30 thoughts on “About Me

  1. I love your final paragraph, it matches totally with my feelings. Why do people think we are that thick, that after years of illness, we haven’t thought of their oh so simple idea, ill-researched so called fact, or are interested in their clearly quackery cure? Chronic illness made us ill not thick!

    Liked by 3 people

  2. Thank you for coming by and following my blog.
    I have vertigo…for a number of reasons, dome they don’t know. I’m going to John Hopkins next week to see if they may have any new insights.

    I also have high CFS. Not so high I have to have a shunt, but they have talked about it at one point. Dr. Linda Gray at Duke is amazing. That’s pretty much what she does. Works with CSF stuff. I’m lucky I can be regulated with medication most of the time now, but sometimes my pressure will spike and I’ll have a “blow out”. I develop a leak suddenly, and my pressure will suddenly drop too low, that messes everything up.

    Good luck my dear.
    I look forward to getting to know you better.
    Wendy
    Picnic with Ants

    Liked by 2 people

    • Thank you, Wendy, and good luck on your visit! I have always had normal pressure but we found that when we did a couple of back-to-back LPs that my symptoms resolved, and that’s the only reason we went with the shunt option. Diamox doesn’t have any affect on my symptoms at all, unfortunately. I’m going to file your doctor’s name away in my memory for future reference. 🙂

      Like

      • I also had normal readings, but Dr. Gray believes in empirical evidence. When I was having my LP, she took more fluid out and I felt better, she added more in and I felt worse. Made sense. Just as your back to back LP’s made sense. I hate the thought that you still can’t sit up for long even with a shunt. That’s just crazy. I hate you are going though all of this. My thoughts are with you. May you get some answers and some resolution. Peace to you.

        Liked by 2 people

  3. BOY am I standing with you on the “please don’t suggest!” platform.

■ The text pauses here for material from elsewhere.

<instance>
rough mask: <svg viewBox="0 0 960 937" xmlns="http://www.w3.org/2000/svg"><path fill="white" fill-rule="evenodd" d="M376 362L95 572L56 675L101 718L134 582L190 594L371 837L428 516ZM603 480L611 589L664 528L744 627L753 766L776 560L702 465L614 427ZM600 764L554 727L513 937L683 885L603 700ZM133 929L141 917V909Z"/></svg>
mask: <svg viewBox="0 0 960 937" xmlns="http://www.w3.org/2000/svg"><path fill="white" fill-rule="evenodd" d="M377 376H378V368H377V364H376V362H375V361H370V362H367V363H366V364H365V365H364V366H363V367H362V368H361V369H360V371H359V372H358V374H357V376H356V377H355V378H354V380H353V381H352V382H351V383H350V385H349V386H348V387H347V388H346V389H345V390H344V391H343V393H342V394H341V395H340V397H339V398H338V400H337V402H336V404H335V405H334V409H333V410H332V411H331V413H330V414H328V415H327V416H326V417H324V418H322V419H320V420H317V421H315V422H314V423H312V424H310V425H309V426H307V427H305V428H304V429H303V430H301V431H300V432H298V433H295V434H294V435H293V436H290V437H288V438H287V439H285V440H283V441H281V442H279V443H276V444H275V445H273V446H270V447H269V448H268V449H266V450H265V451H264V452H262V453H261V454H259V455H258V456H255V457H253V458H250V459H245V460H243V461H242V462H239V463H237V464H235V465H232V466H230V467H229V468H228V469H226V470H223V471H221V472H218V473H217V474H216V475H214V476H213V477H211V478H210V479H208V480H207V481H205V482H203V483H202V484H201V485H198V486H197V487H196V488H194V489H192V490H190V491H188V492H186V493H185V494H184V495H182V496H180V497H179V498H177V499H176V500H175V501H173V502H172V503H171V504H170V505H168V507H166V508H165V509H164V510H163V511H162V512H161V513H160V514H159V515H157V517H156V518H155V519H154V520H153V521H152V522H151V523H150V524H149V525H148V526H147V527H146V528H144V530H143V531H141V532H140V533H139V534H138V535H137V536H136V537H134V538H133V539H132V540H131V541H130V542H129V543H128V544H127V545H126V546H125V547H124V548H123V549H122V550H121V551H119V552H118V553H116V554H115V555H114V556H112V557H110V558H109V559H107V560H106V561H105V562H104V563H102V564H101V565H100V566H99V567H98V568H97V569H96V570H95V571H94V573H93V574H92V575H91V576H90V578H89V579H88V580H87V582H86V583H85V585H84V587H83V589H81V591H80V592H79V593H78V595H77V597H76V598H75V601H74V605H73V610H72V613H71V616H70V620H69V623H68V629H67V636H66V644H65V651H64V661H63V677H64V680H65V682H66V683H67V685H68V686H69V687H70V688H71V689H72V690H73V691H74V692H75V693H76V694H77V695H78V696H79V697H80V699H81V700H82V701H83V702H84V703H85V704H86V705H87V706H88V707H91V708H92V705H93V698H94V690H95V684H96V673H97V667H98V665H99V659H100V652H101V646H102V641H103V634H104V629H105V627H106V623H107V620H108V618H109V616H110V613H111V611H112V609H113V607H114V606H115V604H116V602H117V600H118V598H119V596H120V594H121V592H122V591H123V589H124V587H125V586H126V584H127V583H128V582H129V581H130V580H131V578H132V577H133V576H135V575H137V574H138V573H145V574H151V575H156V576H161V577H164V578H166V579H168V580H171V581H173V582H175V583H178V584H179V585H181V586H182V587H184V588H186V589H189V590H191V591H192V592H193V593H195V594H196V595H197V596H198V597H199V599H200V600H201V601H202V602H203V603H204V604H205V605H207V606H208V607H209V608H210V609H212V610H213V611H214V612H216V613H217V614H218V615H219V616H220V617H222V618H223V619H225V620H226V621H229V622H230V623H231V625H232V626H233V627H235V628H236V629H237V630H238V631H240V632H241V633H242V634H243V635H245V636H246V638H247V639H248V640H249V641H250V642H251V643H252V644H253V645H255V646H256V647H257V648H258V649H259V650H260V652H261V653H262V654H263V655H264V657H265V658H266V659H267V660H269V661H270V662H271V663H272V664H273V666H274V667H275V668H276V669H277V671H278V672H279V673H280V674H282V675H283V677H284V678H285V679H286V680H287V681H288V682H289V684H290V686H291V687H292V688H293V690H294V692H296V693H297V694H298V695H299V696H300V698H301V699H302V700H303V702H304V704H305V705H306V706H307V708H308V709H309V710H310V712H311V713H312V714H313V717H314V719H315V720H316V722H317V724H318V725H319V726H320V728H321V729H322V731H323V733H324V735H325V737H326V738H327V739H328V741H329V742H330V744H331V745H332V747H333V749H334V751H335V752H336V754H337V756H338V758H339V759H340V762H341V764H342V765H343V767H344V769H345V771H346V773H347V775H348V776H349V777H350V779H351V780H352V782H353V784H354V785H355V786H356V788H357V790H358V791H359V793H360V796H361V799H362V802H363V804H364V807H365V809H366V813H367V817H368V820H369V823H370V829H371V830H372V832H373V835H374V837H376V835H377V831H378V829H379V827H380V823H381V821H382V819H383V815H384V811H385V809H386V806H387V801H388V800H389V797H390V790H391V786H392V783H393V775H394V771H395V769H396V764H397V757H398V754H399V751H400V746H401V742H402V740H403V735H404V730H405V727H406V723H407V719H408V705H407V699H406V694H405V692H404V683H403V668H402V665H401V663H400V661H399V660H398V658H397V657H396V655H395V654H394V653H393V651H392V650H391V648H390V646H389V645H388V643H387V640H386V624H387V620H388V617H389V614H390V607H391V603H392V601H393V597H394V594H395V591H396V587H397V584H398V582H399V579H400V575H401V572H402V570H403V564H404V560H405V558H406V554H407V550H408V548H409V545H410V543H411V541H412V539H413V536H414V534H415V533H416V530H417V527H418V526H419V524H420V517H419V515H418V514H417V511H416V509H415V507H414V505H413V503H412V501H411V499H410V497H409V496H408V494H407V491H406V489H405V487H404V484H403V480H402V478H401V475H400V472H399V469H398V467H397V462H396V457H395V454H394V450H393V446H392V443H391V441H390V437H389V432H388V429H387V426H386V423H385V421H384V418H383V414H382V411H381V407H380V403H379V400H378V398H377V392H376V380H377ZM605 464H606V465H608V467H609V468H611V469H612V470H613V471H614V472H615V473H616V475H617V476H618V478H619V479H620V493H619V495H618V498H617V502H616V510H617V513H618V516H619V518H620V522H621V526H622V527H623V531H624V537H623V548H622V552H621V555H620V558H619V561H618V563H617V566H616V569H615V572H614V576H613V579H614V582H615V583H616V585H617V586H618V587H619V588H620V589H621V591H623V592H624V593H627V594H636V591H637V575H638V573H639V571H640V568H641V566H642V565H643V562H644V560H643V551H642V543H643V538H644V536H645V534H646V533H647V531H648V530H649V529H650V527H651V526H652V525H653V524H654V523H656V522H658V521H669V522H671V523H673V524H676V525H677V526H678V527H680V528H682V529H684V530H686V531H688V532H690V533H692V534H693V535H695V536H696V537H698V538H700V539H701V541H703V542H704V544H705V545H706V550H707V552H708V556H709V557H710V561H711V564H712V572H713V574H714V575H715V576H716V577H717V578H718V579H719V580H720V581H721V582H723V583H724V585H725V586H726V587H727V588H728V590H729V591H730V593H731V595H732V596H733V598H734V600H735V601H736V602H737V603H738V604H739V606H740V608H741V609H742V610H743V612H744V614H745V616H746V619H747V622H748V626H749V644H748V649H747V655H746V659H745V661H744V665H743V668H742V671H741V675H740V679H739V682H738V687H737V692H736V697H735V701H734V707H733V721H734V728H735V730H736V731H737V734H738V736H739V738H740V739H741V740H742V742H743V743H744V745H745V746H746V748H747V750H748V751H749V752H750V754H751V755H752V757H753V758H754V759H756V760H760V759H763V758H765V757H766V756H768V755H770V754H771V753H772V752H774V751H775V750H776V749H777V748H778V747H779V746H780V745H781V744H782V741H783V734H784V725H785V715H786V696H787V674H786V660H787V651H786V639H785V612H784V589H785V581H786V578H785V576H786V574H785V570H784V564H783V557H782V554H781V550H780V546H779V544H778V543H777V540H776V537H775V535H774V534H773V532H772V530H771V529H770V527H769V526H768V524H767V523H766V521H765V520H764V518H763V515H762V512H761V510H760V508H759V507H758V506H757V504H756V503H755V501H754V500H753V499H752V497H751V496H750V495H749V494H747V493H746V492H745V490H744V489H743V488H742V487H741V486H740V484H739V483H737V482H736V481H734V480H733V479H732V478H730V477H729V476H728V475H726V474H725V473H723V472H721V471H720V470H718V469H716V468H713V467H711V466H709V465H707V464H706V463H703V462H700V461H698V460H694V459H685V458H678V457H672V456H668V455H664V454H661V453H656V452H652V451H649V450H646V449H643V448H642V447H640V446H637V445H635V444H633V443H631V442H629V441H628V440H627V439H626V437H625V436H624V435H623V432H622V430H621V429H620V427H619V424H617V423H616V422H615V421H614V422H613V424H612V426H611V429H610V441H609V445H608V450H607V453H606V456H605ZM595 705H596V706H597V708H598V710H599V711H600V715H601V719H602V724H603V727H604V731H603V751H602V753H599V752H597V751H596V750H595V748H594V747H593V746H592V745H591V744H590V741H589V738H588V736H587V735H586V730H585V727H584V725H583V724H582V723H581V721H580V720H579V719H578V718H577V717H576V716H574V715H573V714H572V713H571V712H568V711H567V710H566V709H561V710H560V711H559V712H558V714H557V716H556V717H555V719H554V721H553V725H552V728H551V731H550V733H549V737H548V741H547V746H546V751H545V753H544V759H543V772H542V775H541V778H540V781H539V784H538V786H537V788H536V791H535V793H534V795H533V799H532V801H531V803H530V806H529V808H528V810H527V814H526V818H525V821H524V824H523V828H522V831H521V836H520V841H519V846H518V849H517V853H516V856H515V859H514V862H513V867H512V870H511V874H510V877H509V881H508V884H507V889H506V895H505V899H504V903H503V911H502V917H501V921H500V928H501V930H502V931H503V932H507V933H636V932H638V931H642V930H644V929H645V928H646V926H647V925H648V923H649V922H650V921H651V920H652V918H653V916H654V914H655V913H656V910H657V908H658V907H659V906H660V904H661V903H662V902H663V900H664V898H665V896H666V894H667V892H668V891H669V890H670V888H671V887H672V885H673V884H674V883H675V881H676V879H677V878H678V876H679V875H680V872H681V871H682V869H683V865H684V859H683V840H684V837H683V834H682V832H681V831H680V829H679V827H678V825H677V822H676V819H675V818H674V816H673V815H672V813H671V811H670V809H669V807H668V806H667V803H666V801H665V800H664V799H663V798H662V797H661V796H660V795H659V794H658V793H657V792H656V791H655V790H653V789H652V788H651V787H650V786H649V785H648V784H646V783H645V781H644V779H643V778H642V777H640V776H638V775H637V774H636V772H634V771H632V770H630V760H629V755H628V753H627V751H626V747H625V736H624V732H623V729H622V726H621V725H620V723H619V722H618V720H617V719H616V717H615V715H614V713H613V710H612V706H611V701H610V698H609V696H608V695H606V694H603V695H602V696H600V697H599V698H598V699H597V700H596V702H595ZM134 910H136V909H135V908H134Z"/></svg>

    On a similar note, “just” and “only” have always been two words that make me go bananas inside the moment I hear them in a sentence, regardless of what follows — as in, “but it’s JUST .. [a matter of something that I’m sure you’ve never thought of in all the years you’ve been dealing with your problems, but *I* – brand new to them – can see & solve immediately”] — and “it’s ONLY [a matter of something SO simple that you surely must be an utter imbecile not to have thought of it yourself!!).

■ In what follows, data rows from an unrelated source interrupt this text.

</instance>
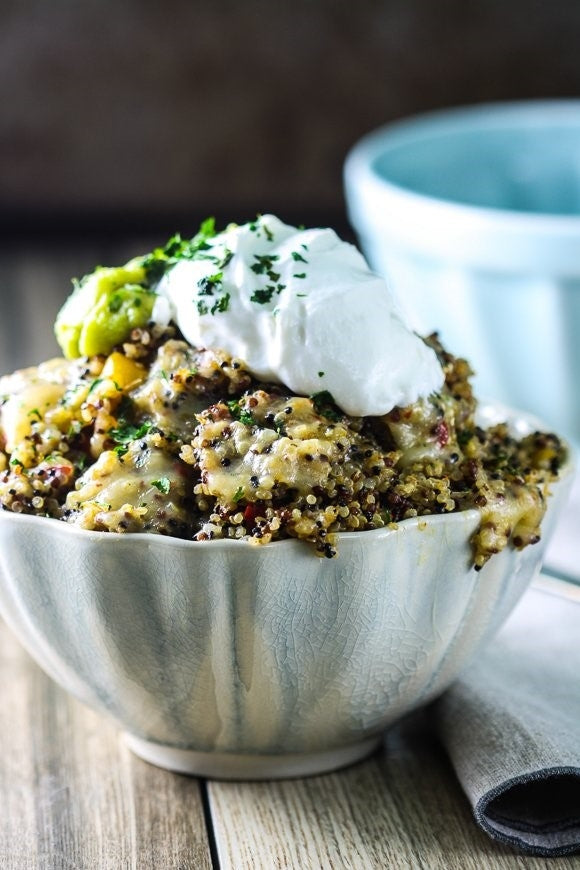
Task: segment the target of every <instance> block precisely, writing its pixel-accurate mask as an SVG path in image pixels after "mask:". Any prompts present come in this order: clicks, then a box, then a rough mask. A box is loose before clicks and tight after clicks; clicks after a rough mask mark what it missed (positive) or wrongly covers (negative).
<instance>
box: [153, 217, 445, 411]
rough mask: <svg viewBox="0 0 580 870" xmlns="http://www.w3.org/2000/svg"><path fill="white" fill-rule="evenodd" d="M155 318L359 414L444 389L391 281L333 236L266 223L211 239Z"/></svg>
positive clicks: (351, 249)
mask: <svg viewBox="0 0 580 870" xmlns="http://www.w3.org/2000/svg"><path fill="white" fill-rule="evenodd" d="M157 293H158V297H157V301H156V303H155V306H154V309H153V320H155V321H157V322H159V323H167V322H168V321H169V320H170V319H173V320H174V321H175V322H176V323H177V324H178V326H179V328H180V330H181V332H182V333H183V335H184V336H185V338H186V339H187V340H188V341H189V342H190V343H191V344H193V345H195V346H196V347H216V348H221V349H223V350H225V351H227V352H228V353H229V354H231V355H232V356H235V357H238V358H239V359H241V360H243V361H244V362H245V363H246V365H247V367H248V369H249V370H250V371H251V372H252V373H253V374H254V375H256V376H257V377H258V378H260V379H263V380H265V381H275V382H280V383H283V384H286V385H287V386H288V387H289V388H290V389H291V390H292V391H293V392H295V393H297V394H298V395H306V396H307V395H312V394H314V393H318V392H321V391H324V390H328V391H329V392H330V393H331V394H332V397H333V398H334V401H335V402H336V404H337V405H338V406H339V407H340V408H342V410H343V411H345V412H346V413H347V414H350V415H353V416H379V415H382V414H386V413H388V412H389V411H391V410H392V409H393V408H394V407H395V406H396V405H400V406H404V405H409V404H411V403H413V402H415V401H417V399H419V398H420V397H424V396H427V395H429V394H430V393H432V392H436V391H438V390H439V389H440V388H441V386H442V384H443V371H442V369H441V366H440V365H439V362H438V360H437V357H436V355H435V353H434V351H433V350H432V349H431V348H429V347H427V345H425V343H424V342H423V341H422V340H421V339H420V338H419V337H418V336H417V335H416V334H415V333H414V332H412V330H411V329H410V328H409V327H408V326H407V325H406V323H405V322H404V321H403V318H402V316H401V313H400V312H399V311H398V310H397V308H396V306H395V303H394V300H393V298H392V296H391V294H390V291H389V289H388V287H387V285H386V283H385V281H384V280H383V279H382V278H381V277H379V276H378V275H375V274H374V273H373V272H371V271H370V269H369V268H368V266H367V264H366V262H365V260H364V258H363V257H362V255H361V254H360V253H359V252H358V251H357V249H356V248H355V247H354V246H353V245H350V244H348V243H346V242H343V241H341V240H340V239H339V238H338V236H337V235H336V233H335V232H333V231H332V230H330V229H309V230H301V229H296V228H295V227H291V226H288V225H286V224H284V223H282V222H281V221H280V220H279V219H278V218H276V217H274V216H273V215H263V216H261V217H260V218H258V219H257V220H256V221H253V222H251V223H248V224H244V225H243V226H233V227H230V228H228V229H227V230H226V231H225V232H223V233H220V234H218V235H216V236H213V237H212V238H211V239H209V240H208V245H207V248H206V250H203V251H201V252H200V253H199V255H198V257H197V258H196V259H192V260H182V261H180V262H178V263H177V264H176V265H175V266H173V267H172V268H171V269H170V270H169V271H168V272H167V273H166V275H165V276H164V277H163V278H162V280H161V281H160V283H159V285H158V287H157Z"/></svg>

    Neuro (and physio) typicals! GRRRR, I’m never sure whether to pray for the continuation of their blissful ignorance to keep my own karma clean, or to stick pins in some sort of doll that will result in their falling off their “I know and you don’t” perches to walk a few miles down here in the trenches.

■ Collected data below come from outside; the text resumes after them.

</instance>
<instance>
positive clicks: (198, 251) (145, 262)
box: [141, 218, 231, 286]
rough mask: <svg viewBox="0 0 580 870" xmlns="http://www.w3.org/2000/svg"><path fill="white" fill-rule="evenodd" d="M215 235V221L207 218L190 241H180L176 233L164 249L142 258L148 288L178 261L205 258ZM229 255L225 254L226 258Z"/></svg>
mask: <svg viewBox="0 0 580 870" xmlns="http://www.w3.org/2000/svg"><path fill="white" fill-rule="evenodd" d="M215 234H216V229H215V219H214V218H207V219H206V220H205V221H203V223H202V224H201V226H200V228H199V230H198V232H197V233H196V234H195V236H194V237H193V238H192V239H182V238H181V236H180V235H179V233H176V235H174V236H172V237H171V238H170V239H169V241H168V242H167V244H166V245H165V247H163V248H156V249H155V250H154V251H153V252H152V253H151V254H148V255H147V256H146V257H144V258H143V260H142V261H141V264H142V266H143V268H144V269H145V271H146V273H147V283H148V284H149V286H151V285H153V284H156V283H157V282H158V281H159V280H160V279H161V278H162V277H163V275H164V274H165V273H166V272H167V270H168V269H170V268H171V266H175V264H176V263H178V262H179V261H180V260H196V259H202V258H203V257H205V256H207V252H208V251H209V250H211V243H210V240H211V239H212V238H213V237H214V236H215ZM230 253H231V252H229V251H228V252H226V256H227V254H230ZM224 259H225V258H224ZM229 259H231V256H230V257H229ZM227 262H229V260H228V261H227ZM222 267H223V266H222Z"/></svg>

    Good thing there’s no such doll, huh?

    xx,
    mgh
    (Madelyn Griffith-Haynie – ADDandSoMuchMore dot com)
    – ADD Coach Training Field founder; ADD Coaching co-founder –
    “It takes a village to transform a world!”

    Liked by 1 person

  4. You have led both an interesting and a very challenging life. I admire your resilience. I’ve had chronic lyme since the ’80’s and I agree with you, you do get to know your body well from all perspectives (good and bad.). Thanks for reblogging my post. I’m quite serious about women and the men who love and respect them, supporting any move toward gender equality. Although I never intended for my blog to deal with some of the topics I’ve been writing about lately, it has been a healthy and cathartic experience. I wish you a peaceful week. Clare

    Liked by 1 person

  5. Please consult an Ayurvedic physician.
    It is interesting that you titled one of your posts “Gold, frankincense and myrrh”, because guggulu (myrrh) medicines of Ayurveda might be helpful to you.

    Like

    • So you thought it was best to ignore the part where I specifically said, “By the way, if at any time you are tempted to tell me, “Why don’t you just ________?” in regards to dealing with my health, DON’T.”? What makes you think I didn’t already see an Ayurvedic practitioner – just because I didn’t talk about it here at length? It’s so disrespectful to think that you know best. You haven’t been at my side these past 8 years.